Medidas extraordinárias

“A saída para o déficit é o aumento de receita, mas isso é muito difícil na atual depressão da economia brasileira. Por isso, a ajuda federal será central para que o Estado do Rio consiga sair dessa crise”,  afirmou o secretário de Fazenda do Rio de Janeiro, Júlio Bueno, à Agência Brasil.

Para socorrer o estado, o governo federal liberou R$ 2,9 bilhões.

Na busca para equilibrar arrecadação e gastos, um dos caminhos tem sido identificar receitas extraordinárias, como a securitização da dívida ativa do Estado, que significa a venda de papeis da dívida, estimada em R$ 66 bilhões, e com isso agilizar a entrada de dinheiro no caixa.

Outras medidas são venda de imóveis e a licitação da folha de pagamento, que hoje é feita pelo Bradesco, além da renegociação da dívida com a União. Outro reforço esperado é o aumento da arrecadação com impostos, que tiveram as alíquotas reajustadas no final de 2015 e que passaram a vigorar a partir do final de março de 2016.

O governo estadual também está de olho na Previdência. Com déficit de R$ 8 bilhões em 2015, a Fazenda afirma que o cenário foi agravado com a redução dos royalties, usados para cobrir a maior parte dos gastos com o Rioprevidência- Fundo Único de Previdência do Estado do Rio.

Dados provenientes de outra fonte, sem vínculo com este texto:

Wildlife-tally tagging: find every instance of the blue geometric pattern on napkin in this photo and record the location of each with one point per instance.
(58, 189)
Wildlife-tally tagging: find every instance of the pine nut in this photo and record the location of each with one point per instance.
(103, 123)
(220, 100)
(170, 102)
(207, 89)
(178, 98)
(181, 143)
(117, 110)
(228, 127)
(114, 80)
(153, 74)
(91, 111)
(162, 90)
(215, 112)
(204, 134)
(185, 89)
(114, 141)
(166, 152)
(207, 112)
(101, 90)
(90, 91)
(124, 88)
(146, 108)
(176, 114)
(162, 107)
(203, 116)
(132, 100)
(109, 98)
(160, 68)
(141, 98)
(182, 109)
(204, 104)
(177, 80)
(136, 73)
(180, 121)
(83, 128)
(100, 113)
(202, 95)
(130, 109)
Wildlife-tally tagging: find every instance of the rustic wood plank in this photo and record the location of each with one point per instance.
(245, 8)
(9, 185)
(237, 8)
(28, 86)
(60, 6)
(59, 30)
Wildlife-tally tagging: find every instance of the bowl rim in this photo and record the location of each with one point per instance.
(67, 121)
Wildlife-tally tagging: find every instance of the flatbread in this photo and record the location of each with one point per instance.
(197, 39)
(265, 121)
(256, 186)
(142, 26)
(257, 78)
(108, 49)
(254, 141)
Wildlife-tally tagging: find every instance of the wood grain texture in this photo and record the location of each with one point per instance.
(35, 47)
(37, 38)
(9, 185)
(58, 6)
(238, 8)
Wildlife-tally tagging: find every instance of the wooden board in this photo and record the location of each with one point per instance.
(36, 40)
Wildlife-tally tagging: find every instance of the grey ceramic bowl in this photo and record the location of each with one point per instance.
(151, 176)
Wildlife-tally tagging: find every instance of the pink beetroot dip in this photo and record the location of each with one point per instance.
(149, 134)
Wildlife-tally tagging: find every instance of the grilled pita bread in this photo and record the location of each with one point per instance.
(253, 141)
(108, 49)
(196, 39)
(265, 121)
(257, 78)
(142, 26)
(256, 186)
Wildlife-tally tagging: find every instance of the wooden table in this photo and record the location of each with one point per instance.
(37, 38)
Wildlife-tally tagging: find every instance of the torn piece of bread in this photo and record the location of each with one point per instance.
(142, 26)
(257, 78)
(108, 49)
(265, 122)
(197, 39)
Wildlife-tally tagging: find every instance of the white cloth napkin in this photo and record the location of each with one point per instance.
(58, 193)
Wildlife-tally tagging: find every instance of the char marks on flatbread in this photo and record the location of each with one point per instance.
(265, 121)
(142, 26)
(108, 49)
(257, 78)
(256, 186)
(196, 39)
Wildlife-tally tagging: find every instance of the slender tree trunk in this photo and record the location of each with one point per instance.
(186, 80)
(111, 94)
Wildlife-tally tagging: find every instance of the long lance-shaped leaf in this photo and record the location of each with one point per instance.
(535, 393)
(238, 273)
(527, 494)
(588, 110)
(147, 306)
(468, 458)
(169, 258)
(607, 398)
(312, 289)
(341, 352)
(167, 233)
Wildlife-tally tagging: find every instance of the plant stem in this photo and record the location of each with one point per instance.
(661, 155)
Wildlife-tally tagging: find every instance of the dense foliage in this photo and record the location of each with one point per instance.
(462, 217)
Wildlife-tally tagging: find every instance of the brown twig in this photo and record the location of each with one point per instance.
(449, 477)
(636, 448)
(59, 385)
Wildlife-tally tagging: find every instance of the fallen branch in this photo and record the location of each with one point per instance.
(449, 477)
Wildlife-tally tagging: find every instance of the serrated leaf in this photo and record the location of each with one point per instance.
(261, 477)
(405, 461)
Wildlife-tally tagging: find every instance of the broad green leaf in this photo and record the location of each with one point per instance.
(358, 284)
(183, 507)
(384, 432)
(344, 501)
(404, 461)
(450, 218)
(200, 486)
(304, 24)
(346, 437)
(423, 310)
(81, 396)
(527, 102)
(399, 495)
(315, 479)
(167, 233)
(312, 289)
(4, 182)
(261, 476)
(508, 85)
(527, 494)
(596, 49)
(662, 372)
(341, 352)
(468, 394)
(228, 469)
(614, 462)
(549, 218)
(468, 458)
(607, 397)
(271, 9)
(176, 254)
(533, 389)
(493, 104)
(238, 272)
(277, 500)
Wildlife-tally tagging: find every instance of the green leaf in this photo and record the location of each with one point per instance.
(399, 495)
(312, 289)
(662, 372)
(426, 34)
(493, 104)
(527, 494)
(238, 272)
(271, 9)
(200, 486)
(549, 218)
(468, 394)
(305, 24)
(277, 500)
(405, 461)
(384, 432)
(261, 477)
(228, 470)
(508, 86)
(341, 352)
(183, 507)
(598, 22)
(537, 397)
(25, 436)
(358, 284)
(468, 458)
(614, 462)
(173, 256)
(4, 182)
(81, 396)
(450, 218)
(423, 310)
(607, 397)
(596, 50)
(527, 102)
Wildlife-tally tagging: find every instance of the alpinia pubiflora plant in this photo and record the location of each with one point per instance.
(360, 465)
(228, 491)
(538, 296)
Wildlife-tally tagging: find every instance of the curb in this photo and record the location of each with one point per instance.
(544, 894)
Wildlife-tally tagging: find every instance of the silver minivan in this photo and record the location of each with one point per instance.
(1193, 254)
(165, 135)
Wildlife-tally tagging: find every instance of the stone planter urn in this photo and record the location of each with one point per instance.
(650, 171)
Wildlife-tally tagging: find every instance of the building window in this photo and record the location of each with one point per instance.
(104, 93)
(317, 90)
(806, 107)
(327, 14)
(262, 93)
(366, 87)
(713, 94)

“É importante observar que o déficit do estado é fundamentalmente causado pelo Rioprevidência. Precisamos gastar R$ 18 bilhões na Previdência este ano e a receita é de R$ 5 bilhões. A Previdência responde por mais de 70% do déficit do Estado”, disse o secretário Júlio Bueno.

Uma das principais consequências da crise tem sido o atraso no pagamento dos salários, aposentadorias e pensões. O governo acabou por parcelar o pagamento dos salários, inclusive do 13º salário, motivando protestos de servidores e aposentados.

Com os atrasos, a Justiça determinou o arresto de dinheiro dos cofres estaduais para garantir a liberação dos vencimentos e das aposentadorias e o calendário de pagamentos teve de ser alterado duas vezes. Conforme a secretaria, a folha de pagamento mensal consome R$ 2,7 bilhões.

O pesquisador do Instituto Brasileiro de Economia da Fundação Getulio Vargas (FGV/Ibre), José Roberto Afonso, compara o cenário do Rio a uma pessoa que precisa de um atendimento de emergência. No caso do cidadão, ele deve buscar um hospital, no caso do Rio de Janeiro, não há outra alternativa a não ser o Tesouro Nacional.

“Mesmo com o gasto público no Rio crescendo menos que o federal, foi tão forte a queda da receita, puxada pelos royalties, que o estado está em situação pré-falimentar. Não resta outra alternativa, salvo a ajuda federal”, disse.

Para médio e longo prazos, o economista aponta que será preciso adotar medidas duras, como revisão de incentivos e dos benefícios da previdência.

“A Constituição prevê que só se deveria reajustar benefício previdenciário se houvesse fonte de recurso, mas isso nunca foi observado. A mesma Constituição prevê que, quando um governo estoura o limite de gasto com pessoal, tem que extinguir cargos e até demitir servidores concursados”.